Pemegang gadai berhak untuk menjual benda yang di gadaikan atas kekuasaan sendiri (eigenmachti geverkoop). Hasil penjualan diambil sebagian untuk pelunasan hutang debitur dan sisanya di kembalikan kepada debitur penjualan barang tersebut harus di lakukan di muka umum menurut kebiasaan-kebiasaan setempat dan berdasarkan syarat-syarat yang lazim berlaku.
§  Pemegang gadai berhak untuk mendapatkan ganti rugi berupa biaya-biaya yang telah dilakukan untuk menyelamatkan benda gadai .
§  Pemegang gadai mempunyai hak untuk menahan benda gadai (hak retensi) sampai ada pelunasan  hutang dari debitur (jumlah hutang dan bunga).
§  Pemegang gadai mempunyai prefensi (hak untuk di dahulukan) dari kreditur-kreditur yang lain.
§  Hak untuk menjual benda gadai dengan perantara hakim jika debitur menuntut di muka hukumsupaya barang gadai di jual menurut cara yang di tentukan oleh hakim untuk melunasi hutang dan biaya serta bunga.
§  Atas izin hakim tetap menguasai benda gadai.

2).  Hipotik
Hipotik berdasarkan pasal 1162 KUH perdata adalah suatu hak kebendaan atas benda tidak bergerak untuk mengambil pengantian dari padanya bagi pelunasan suatu perhutangan (verbintenis).
Sifat-sifat hipotik yakni :
a.    Bersifat accesoir yakni seperti halnya dengan gadai.
b.    Mempunyai sifat zaaksgevolg (droit desuite) yaitu hak hipotik senantiasa mengikuti bendanya dalam tagihan tangan siapa pun benda tersebut berada dalam pasal 1163 ayat 2 KUH perdata .
c.    Lebih didahulukan pemenuhanya dari piutang yang lain (droit de preference) berdasarkan pasal 1133-1134 ayat 2 KUH perdata.
d.    Obyeknya benda-benda tetap.

3).  Hak Tanggungan
Berdasarkan pasal 1 ayat 1 undang-undang hak tanggungan (UUTH), hak tanggungan merupakan hak jaminan atas tanah yang dibebankan berikut benda-benda lain yang merupakan suatu satu kesatuan dengan tanah itu untuk pelunasan hutang dan memberikan kedudukan yang diutamakan kepada kreditur tertentu terhadap kreditur-kreditur yang lain.

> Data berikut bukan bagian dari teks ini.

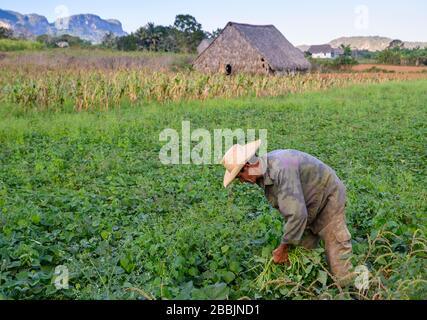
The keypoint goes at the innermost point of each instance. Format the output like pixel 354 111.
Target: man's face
pixel 246 176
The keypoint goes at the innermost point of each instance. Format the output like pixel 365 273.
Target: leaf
pixel 228 276
pixel 322 277
pixel 127 264
pixel 235 267
pixel 225 249
pixel 35 218
pixel 105 235
pixel 218 291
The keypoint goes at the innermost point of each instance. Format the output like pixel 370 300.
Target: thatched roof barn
pixel 251 49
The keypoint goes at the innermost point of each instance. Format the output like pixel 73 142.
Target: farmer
pixel 307 193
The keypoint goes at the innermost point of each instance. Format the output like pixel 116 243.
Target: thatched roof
pixel 273 46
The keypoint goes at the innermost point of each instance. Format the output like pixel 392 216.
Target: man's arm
pixel 293 208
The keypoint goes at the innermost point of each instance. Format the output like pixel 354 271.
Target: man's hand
pixel 280 255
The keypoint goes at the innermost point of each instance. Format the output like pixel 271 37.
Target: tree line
pixel 183 36
pixel 397 54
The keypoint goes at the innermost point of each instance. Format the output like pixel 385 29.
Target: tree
pixel 214 34
pixel 127 43
pixel 109 41
pixel 189 33
pixel 6 33
pixel 187 24
pixel 347 58
pixel 396 44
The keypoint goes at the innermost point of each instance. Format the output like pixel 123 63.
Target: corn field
pixel 36 89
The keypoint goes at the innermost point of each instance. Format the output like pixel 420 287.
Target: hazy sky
pixel 301 21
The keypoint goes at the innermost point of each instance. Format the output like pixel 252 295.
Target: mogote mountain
pixel 86 26
pixel 373 43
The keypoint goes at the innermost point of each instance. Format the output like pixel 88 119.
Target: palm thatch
pixel 251 48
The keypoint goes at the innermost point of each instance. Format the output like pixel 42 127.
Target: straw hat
pixel 236 158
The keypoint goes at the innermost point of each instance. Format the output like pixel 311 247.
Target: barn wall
pixel 231 48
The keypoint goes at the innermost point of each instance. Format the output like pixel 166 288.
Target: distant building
pixel 325 51
pixel 251 49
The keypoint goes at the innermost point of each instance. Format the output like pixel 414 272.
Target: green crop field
pixel 87 191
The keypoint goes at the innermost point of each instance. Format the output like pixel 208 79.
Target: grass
pixel 19 45
pixel 86 190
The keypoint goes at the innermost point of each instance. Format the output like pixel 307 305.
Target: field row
pixel 33 88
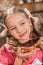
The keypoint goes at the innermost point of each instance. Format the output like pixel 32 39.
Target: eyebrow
pixel 14 25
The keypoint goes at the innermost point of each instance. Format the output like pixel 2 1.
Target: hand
pixel 22 54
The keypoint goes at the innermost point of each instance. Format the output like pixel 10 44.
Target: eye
pixel 13 28
pixel 22 23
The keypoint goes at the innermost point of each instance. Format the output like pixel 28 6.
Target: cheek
pixel 14 34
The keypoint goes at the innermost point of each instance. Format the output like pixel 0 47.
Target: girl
pixel 19 26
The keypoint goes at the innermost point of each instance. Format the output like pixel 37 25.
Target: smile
pixel 23 34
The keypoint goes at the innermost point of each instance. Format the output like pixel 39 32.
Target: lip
pixel 23 34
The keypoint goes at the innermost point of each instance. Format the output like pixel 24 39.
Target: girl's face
pixel 19 27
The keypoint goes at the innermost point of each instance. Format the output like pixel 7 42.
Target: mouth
pixel 23 34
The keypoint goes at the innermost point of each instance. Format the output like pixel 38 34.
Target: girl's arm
pixel 18 61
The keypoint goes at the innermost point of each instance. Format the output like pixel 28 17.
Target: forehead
pixel 15 18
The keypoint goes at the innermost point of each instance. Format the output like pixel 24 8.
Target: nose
pixel 19 29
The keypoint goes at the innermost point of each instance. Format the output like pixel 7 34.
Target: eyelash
pixel 13 28
pixel 22 23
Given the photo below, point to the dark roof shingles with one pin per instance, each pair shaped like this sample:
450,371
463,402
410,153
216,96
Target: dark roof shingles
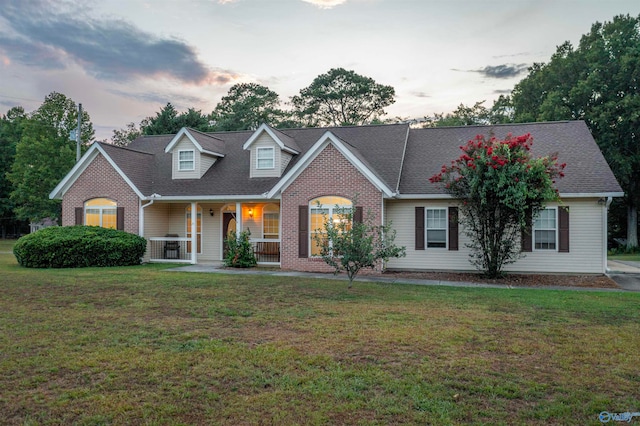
378,147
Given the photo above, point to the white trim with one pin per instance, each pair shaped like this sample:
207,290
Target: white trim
446,228
556,230
562,195
330,210
192,161
404,153
70,178
188,198
185,132
264,128
326,139
272,157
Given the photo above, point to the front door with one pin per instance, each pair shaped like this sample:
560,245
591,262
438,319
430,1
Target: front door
228,228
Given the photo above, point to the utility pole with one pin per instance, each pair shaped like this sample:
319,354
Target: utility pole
78,132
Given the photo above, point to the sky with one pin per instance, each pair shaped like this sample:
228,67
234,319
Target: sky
125,59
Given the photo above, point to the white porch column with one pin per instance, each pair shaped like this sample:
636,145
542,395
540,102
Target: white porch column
238,219
194,233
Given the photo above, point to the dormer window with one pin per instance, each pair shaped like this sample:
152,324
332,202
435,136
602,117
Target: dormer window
186,160
265,158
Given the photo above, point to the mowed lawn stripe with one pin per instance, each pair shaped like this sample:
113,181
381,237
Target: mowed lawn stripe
138,345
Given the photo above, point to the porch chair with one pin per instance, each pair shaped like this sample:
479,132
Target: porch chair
172,248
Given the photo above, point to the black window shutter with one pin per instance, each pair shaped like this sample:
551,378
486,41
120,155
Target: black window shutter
358,215
419,229
303,231
453,228
79,215
120,218
527,237
563,229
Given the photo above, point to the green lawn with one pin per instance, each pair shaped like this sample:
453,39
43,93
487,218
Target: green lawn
141,345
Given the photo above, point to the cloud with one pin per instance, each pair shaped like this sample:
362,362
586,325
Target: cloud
503,71
421,95
157,97
44,35
325,4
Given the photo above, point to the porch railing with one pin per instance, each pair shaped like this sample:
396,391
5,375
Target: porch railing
169,249
266,250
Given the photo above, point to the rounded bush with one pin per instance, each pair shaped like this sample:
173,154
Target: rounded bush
79,246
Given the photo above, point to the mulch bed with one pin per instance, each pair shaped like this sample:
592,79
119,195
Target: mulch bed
514,280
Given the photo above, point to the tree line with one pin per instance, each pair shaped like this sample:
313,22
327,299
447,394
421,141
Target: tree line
596,81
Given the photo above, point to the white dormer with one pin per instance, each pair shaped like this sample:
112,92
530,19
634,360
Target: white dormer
193,153
271,151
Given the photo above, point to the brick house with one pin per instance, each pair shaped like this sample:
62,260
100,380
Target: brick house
278,184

Dengan demikian UUTH memberikan kedudukan kreditur tertentu yang kuat dengan ciri sebagai berikut :
1.     Kreditur yang diutamakan (droit de preference) terhadap kreditur lainya .
2.    Hak tanggungan tetap mengikuti obyeknya dalam tangan siapapun obyek tersebut atau selama perjanjian pokok belum dilunasi (droit de suite).
3.    Memenuhi syarat spesialitas dan publisitas sehingga dapat mengikat pihak ketiga dan memberikan kepastian hukum kepada pihak-pihak yang berkepentingan.
4.    Mudah dan pasti pelaksanaan eksekusinya. Benda yang akan dijadikan jaminan hutang yang bersifat khusus harus memenuhi syarat-syarat khusus seperti berikut :
*      Benda tersebut dapat bersifat ekonomis (dapat dinilai dengan uang).
*      Benda tersebut dapat dipindah tangankan haknya kepada pihak lain.
*      Tanah yang akan dijadikan jaminan ditunjukan oleh undang-undang.
*      Tanah-tanah tersebut sudah terdaftar dalam daftar umum (bersetifikat berdasarkan peraturan pemerintah no 29 tahun 1997 tentang pendaftaran.
Obyek hak tanggungan yakni :
1.     Hak milik (HM).
2.    Hak guna usaha ( HGU).
3.    Rumah susun berikut tanah hak bersama serta hak milik atas satuan rumah susun (HM SRS).
4.    Hak pakai atas tanah negara.

4). Fidusia
Fidusia yang lazim dikenal dengan nama FEO (Fiduciare Eigendoms Overdracht) yang dasarnya merupakan suatu perjanjian accesor antara debitor dan kreditor yang isinya penyerahan hak milik secara kepercayaan atau benda bergerak milik debitor kepada kreditur. Namun, benda tersebut masih dikuasai oleh debitor sebagai peminjam pakai sehingga yang diserahkan kepada kreditor adalah hak miliknya. Penyerahan demikian di namakan penyerahan secara constitutum possesorim yang artinya hak milik (bezit) dari barang di mana barang tersebut tetap pada orang yang mengalihkan (pengalihan pura-pura).
Dengan demikian, hubungan hukum antara pemberi fidusia (kreditor) merupakan hubungan hukum yang berdasarkan kepercayaan. Namun, dengan di keluarkannya Undang-Undang nomor 42 tahun 1999 tentang Fidusia maka penyerahan hak milik suatu barang debitor atau pihak ketiga kepada debitor secara kepercayaan sebagai jaminan utang.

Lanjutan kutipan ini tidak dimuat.